Dans le cas de Joël que je connais depuis quinze ans ça a été une relation ambigüe, parce qu'il y a eu entre lui et moi l'aspect amitié et l'aspect amour. Et même au début il était trop jeune pour comprendre qu'une histoire d'amour qui tourne mal ça pourrait gâcher une amitié, et que je voulais éviter cela; c'est à son cousin, un peu plus vieux, que j'avais fourni les explication par rapport à mon attitude incompréhensible. Cette année j'ai eu l'occasion d'aider Joël, qui n'avait pas de carrière véritable (à part celle de globe-trotter: quand il est arrivé à Québec à vingt-trois ans il arrivait d'un périple de sept ans à travers le Canada) car je lui ai parlé de quelque chose de vraiment intéressant.

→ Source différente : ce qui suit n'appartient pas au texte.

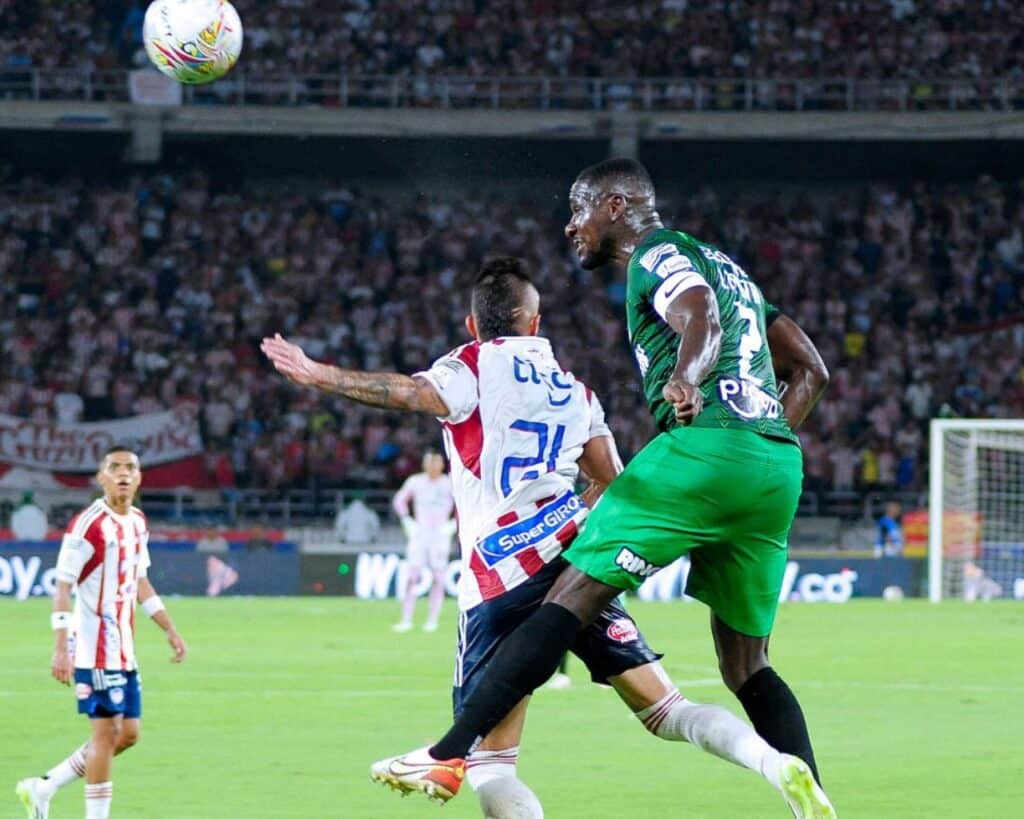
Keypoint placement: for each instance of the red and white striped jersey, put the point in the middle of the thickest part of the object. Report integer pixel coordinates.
(516, 426)
(104, 554)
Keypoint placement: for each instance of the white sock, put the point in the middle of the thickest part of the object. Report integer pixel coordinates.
(97, 800)
(503, 795)
(713, 729)
(66, 772)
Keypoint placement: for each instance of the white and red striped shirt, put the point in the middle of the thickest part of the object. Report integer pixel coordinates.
(516, 426)
(104, 554)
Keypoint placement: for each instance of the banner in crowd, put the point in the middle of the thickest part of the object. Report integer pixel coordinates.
(961, 533)
(163, 438)
(378, 575)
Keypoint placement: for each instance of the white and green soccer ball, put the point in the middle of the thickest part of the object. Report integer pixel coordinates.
(193, 41)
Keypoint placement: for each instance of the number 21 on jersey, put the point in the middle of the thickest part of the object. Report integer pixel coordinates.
(549, 444)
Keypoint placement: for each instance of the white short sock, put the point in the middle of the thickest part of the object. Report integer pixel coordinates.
(713, 729)
(97, 800)
(503, 795)
(67, 772)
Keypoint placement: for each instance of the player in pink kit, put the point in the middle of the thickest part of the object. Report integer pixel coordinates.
(429, 528)
(104, 554)
(518, 430)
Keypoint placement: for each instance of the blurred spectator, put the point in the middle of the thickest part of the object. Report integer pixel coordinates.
(923, 44)
(258, 540)
(371, 282)
(213, 542)
(890, 539)
(356, 523)
(28, 521)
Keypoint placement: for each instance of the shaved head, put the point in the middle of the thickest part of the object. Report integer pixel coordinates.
(612, 206)
(504, 300)
(624, 176)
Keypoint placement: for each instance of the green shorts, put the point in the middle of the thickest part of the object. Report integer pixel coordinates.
(725, 498)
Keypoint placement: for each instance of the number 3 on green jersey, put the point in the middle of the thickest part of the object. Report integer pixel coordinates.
(740, 391)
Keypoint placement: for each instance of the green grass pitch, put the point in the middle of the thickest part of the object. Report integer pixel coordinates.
(915, 710)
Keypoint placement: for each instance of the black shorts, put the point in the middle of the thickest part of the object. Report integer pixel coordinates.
(610, 645)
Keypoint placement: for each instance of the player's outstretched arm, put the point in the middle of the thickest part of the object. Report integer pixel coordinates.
(693, 314)
(798, 362)
(61, 665)
(600, 463)
(154, 606)
(385, 390)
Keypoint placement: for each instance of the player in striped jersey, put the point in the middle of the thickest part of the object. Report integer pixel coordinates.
(518, 429)
(104, 554)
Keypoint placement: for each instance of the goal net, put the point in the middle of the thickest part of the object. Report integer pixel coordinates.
(976, 510)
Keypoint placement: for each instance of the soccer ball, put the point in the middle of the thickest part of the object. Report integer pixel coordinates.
(193, 41)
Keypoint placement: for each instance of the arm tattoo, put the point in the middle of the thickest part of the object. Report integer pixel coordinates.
(386, 390)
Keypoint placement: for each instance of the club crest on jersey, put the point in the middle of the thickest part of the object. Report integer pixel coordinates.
(623, 631)
(635, 564)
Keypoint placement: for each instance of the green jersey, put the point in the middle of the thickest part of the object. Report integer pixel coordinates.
(740, 391)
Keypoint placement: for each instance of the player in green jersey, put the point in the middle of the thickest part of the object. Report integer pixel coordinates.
(720, 483)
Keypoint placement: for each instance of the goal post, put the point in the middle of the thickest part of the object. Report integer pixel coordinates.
(976, 509)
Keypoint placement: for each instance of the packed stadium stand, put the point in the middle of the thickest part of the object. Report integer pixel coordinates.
(144, 293)
(706, 53)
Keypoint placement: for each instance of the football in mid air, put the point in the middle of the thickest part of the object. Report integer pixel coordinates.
(193, 41)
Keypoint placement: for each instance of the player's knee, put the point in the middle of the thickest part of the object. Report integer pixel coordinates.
(737, 670)
(485, 766)
(105, 734)
(129, 736)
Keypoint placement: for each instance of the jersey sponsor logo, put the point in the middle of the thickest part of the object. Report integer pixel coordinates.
(664, 260)
(732, 276)
(445, 370)
(623, 631)
(529, 531)
(642, 360)
(748, 400)
(559, 386)
(635, 564)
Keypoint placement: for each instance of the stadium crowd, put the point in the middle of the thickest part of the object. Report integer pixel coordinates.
(130, 298)
(976, 40)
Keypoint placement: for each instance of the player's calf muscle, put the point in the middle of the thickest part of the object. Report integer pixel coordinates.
(581, 595)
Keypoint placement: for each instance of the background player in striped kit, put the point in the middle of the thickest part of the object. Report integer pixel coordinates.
(104, 553)
(429, 527)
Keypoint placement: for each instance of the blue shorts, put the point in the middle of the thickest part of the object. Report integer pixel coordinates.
(611, 644)
(102, 694)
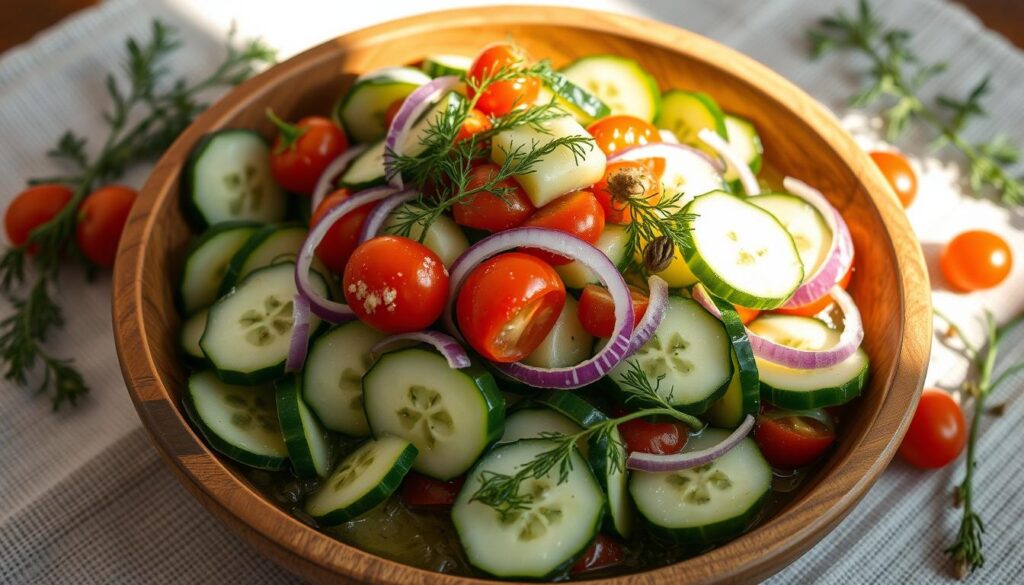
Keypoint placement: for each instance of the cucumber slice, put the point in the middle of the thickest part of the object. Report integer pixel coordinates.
(207, 263)
(333, 377)
(620, 82)
(240, 422)
(309, 447)
(690, 348)
(805, 389)
(247, 332)
(741, 253)
(706, 504)
(363, 481)
(227, 178)
(361, 111)
(537, 542)
(452, 416)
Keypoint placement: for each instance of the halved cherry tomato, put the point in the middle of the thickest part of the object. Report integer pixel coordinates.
(508, 305)
(486, 210)
(976, 260)
(395, 284)
(302, 151)
(502, 96)
(623, 181)
(937, 433)
(794, 439)
(597, 310)
(603, 552)
(619, 132)
(343, 237)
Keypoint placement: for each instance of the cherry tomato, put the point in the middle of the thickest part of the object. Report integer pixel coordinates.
(32, 208)
(937, 433)
(343, 237)
(623, 181)
(422, 492)
(976, 260)
(899, 174)
(597, 310)
(302, 151)
(502, 96)
(508, 305)
(619, 132)
(100, 220)
(794, 439)
(487, 211)
(603, 552)
(395, 284)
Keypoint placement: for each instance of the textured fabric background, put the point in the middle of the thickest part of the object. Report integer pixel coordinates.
(83, 495)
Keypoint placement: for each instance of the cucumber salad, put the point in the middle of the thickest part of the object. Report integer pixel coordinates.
(499, 319)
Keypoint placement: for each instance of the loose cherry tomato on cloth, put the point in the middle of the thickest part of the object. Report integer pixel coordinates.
(578, 214)
(976, 260)
(597, 311)
(937, 432)
(488, 211)
(343, 237)
(508, 305)
(101, 218)
(302, 151)
(32, 208)
(502, 96)
(603, 552)
(619, 132)
(395, 284)
(899, 174)
(794, 439)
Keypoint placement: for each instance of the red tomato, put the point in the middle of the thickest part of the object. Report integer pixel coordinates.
(508, 305)
(486, 210)
(597, 310)
(619, 132)
(578, 214)
(302, 151)
(899, 174)
(422, 492)
(937, 433)
(976, 260)
(623, 181)
(100, 220)
(343, 237)
(603, 552)
(32, 208)
(502, 96)
(794, 439)
(395, 284)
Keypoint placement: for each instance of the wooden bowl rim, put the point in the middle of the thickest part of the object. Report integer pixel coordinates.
(268, 525)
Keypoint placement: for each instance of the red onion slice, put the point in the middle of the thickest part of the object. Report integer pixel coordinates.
(679, 461)
(445, 345)
(562, 244)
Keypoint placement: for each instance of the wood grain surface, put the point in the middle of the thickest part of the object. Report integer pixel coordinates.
(801, 138)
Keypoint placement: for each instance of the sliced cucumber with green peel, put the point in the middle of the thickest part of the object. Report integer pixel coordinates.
(804, 389)
(542, 540)
(619, 82)
(240, 422)
(227, 178)
(363, 481)
(333, 376)
(706, 504)
(740, 252)
(451, 415)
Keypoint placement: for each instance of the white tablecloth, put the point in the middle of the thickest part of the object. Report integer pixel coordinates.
(83, 495)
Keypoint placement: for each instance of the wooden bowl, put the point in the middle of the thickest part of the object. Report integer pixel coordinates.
(801, 138)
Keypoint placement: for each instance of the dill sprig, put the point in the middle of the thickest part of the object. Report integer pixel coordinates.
(145, 115)
(896, 77)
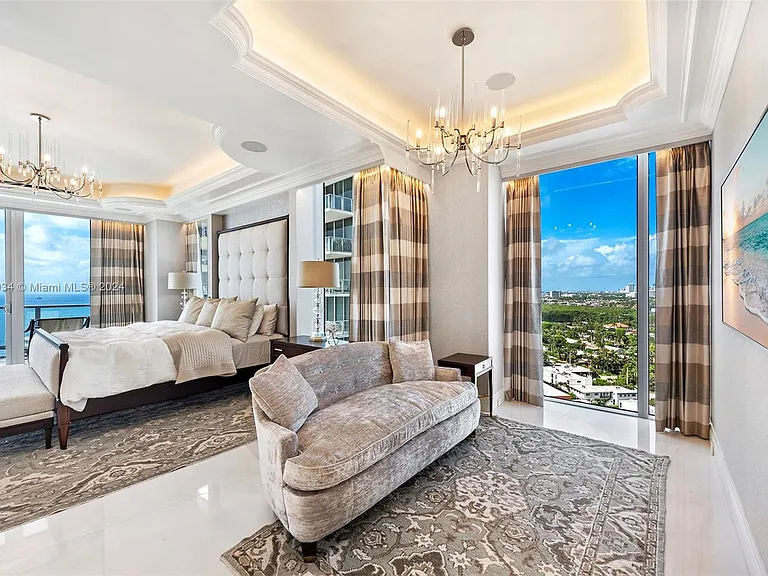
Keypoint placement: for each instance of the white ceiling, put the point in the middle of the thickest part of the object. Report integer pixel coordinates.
(387, 59)
(170, 83)
(164, 75)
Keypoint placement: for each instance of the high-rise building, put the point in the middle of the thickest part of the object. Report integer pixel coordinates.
(337, 203)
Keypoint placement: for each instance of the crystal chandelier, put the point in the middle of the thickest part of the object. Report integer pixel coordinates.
(480, 132)
(44, 172)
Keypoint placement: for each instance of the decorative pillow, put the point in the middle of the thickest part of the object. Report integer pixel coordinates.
(411, 361)
(269, 322)
(283, 394)
(209, 311)
(234, 318)
(258, 318)
(192, 310)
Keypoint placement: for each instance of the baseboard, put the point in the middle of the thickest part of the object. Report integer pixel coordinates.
(744, 532)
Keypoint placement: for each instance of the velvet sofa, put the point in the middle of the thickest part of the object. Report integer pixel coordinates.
(365, 437)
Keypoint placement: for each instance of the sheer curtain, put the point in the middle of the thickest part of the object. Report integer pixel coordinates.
(389, 292)
(117, 273)
(523, 360)
(683, 196)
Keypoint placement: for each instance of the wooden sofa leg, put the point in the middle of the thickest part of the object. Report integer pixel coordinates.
(63, 418)
(309, 551)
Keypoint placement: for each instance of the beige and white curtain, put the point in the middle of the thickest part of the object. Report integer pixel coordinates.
(683, 195)
(389, 292)
(117, 273)
(523, 360)
(192, 251)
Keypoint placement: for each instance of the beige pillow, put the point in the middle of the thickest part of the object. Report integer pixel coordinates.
(209, 311)
(192, 310)
(411, 361)
(234, 318)
(269, 321)
(258, 318)
(283, 394)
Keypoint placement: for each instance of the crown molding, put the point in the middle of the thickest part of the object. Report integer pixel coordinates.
(194, 193)
(234, 26)
(691, 16)
(136, 210)
(606, 149)
(733, 18)
(344, 161)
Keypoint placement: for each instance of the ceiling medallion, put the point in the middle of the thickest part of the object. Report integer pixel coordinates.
(479, 132)
(44, 173)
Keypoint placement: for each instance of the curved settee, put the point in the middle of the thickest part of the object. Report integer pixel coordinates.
(365, 436)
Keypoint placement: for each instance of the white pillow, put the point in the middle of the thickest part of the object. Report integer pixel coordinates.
(258, 318)
(269, 322)
(192, 310)
(234, 318)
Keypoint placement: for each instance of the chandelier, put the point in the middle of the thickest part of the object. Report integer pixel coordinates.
(44, 173)
(479, 133)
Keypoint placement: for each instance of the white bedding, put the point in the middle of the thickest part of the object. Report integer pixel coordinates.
(107, 361)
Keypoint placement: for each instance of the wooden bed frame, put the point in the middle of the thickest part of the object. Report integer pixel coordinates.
(157, 392)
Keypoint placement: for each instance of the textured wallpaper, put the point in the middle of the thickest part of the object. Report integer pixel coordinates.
(262, 209)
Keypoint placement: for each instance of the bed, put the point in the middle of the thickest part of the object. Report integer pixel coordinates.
(99, 370)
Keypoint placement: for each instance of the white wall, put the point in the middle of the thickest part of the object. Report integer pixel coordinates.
(272, 206)
(740, 365)
(164, 252)
(466, 267)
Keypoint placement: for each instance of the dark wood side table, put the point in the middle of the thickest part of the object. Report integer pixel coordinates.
(295, 345)
(477, 368)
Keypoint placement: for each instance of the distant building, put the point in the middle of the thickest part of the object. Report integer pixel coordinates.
(577, 380)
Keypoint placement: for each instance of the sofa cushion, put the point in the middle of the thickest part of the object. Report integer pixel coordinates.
(283, 394)
(22, 393)
(411, 360)
(347, 437)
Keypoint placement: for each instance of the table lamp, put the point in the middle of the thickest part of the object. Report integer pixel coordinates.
(182, 281)
(318, 274)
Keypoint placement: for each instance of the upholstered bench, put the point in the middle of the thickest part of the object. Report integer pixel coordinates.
(26, 404)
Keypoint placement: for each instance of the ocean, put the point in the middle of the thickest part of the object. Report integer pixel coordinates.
(48, 305)
(745, 261)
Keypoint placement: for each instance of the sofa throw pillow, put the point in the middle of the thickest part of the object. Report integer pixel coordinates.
(234, 318)
(269, 321)
(411, 361)
(192, 310)
(258, 317)
(283, 394)
(209, 311)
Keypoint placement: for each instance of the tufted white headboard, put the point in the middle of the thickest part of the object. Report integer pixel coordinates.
(253, 263)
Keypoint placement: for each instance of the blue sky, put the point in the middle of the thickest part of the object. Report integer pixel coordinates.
(56, 249)
(588, 226)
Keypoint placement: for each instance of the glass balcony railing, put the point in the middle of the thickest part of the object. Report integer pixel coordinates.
(342, 289)
(333, 244)
(334, 202)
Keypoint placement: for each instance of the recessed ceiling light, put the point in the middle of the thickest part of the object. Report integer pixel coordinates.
(500, 81)
(254, 146)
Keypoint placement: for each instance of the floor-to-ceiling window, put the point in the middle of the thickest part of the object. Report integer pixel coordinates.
(337, 203)
(592, 333)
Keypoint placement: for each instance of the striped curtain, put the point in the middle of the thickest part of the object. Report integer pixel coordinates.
(117, 273)
(389, 292)
(190, 233)
(683, 196)
(523, 351)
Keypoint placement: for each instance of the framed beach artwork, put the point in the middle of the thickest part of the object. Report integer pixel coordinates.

Sa vie est en train de changer, je ne lui ai pas trouvé une solution de facilité, mais c'est une solution d'avenir, et je sais qu'il est à la hauteur du défi. Je vis à Québec qui est la capitale de la province. Joël provient de la province du Nouveau-Brunswick: ça n'est pas vraiment loin de l'endroit d'où je viens. Proche de Gaspé.
*Le jour où j'ai changé de classe, la maîtresse m'a dit: place-toi là: c'étaient des bancs à deux places, et il y avait une place de libre à côté d'une fille. Une dont le père faisait le même métier que le mien, dans ce cas aussi mon père travaillait pour lui parfois. Elle était petite, juste derrière moi, dans le rang; il y avait en 2e une fille plus petite que moi. Celle à côté de qui j'étais assise si moi je suis restée petite, de même que celle qui était devant moi dans le rang, est grande aujourd'hui. Je l'ai vue dans un restaurant de Québec où elle travaillait comme serveuse.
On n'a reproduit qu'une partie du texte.